Demonstrates Canny Edge Detection feature of COVNET45: A) Original image shows speech droplets using highly sensitive laser light, the image describe the observation of airborne speech droplet nuclei, generated by a 25-s burst of repeatedly speaking the phrase “stay healthy” in a loud voice, the droplet size to nuclei is 4 μm diameter, or 12- to 21-μm droplets prior to dehydration. Reprinted from [3] under a CC BY license, with permission from Laboratory of Chemical Physics, National Institute of Diabetes and Digestive and Kidney Diseases, National Institutes of Health, Bethesda, MD 20892-0520, original copyright 2020. B) The marker demonstrates the test measurements that COVNET45 will verify. C) Shows iteration of the image using the CED technique in COVNET45, which reveals the edges of the droplets using high intensity thresholds. The real measurements of the sample number 2 considered the longest droplet in the image with size of 3.70 cm and sample number 3 shows a small droplet with measurement size of 0.23 cm.

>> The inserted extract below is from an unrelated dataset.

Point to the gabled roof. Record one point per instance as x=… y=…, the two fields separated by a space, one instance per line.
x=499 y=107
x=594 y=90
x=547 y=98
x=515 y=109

https://doi.org/10.1371/journal.pone.0269905.g007

Implementation and experimental evaluation

COVNET45 uses standard web technologies and is hosted on AWS cloud servers. The software presented as Software-as-a-Service (SaaS) cloud-based software architecture, built with the latest Codeignitor V3 framework. Below we discuss the features of the experiments provided by COVNET45.

Experimental results

The following subsections used several real images to evaluate five different features of COVNET45.

1. Image segmentation.

Fig 8 demonstrates the results of two test images validating the use of Image Segmentation approach in COVNET45. It shows the use of image segmentation approach over watershed transformation, which allows adding foreground extraction using the “GrabCut” algorithm. This allows regions outside the box boundaries of foreground, then segments the content within the box region. The user interaction selecting objects to assign them as a foreground or background [28].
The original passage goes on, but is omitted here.